Salute

Cosa succede se mangi basilico crudo

Da molti anni ormai si dibatte sulla pericolosità del basilico. Il controsenso sta nel fatto che molti affermino come il basilico sia cancerogeno se consumato crudo, mentre altri affermano la sua pericolosità una volta cotto. Dal punto di vista scientifico la sua presunta dannosità potrebbe venire da due molecole in esso contenute: estragolo e estragone. La loro capacità di sviluppare sostanze cancerogene sarebbe però legato alla cottura. Cosa succede se mangi basilico crudo? In realtà nulla: la pericolosità sarebbe data dalla quantità, come già affermato da Paracelso: “dosis facit venenum”. In questo caso il quantitativo che potrebbe rendere il basilico nocivo è veramente notevole. Dovremmo mangiarne quotidianamente almeno 2 kg per diversi anni.

Proprietà ed effetti del basilico

Il basilico era noto già dai Greci, dove era conosciuto con il nome di basilikon, il cui significato è “reale”, ad indicare che il suo consumo fosse associato alla regalità. Per i Romani invece il nome basiliscus era un riferimento al basilisco, un drago da cui la pianta avrebbe dovuto offrire protezione. Magari il piccolo basilico non può tanto, ma sicuramente è in grado di proteggerci dall’invecchiamento, grazie al suo contenuto di antiossidanti, tra cui oli volatili e flavonoidi. Il basilico favorisce la digestione grazie alla sua capacità di stimolare la secrezione gastrica e salivare, favorendo una pre-digestione già durante la masticazione.

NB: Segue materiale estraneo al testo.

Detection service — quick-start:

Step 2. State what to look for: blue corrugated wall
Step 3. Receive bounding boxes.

Basilico, ecco cosa contiene

Il basilico è un valido aiuto alla salute cardiovascolare, grazie al suo contenuto di vitamina K. Se consumato crudo il basilico apporta vitamina C, utile per la salute dei sistema immunitario. E’ anche un piccolo integratore di calcio, ferro, acido folico e soprattutto rame. Il basilico contiene anche acidi grassi omega 3, generalmente rari negli alimenti di origine vegetale. I suoi oli volatili sono un ottimo antibatterico, la cui efficacia è stata dimostrata contro Listeria, Stafilococco Aureo, Escherichia coli e Yersina enterocolica, tutti di estrema pericolosità per l’organismo umano e difficili da curare persino con gli antibiotici a cui nel tempo hanno sviluppato resistenza. Tra gli oli del basilico troviamo anche l’Eugenol, capace di spegnere gli stati infiammatori agendo sugli enzimi che la provocano. Grazie a questo il basilico è in grado di alleviare i sintomi di artrite reumatoide e altre patologie causate da infiammazioni.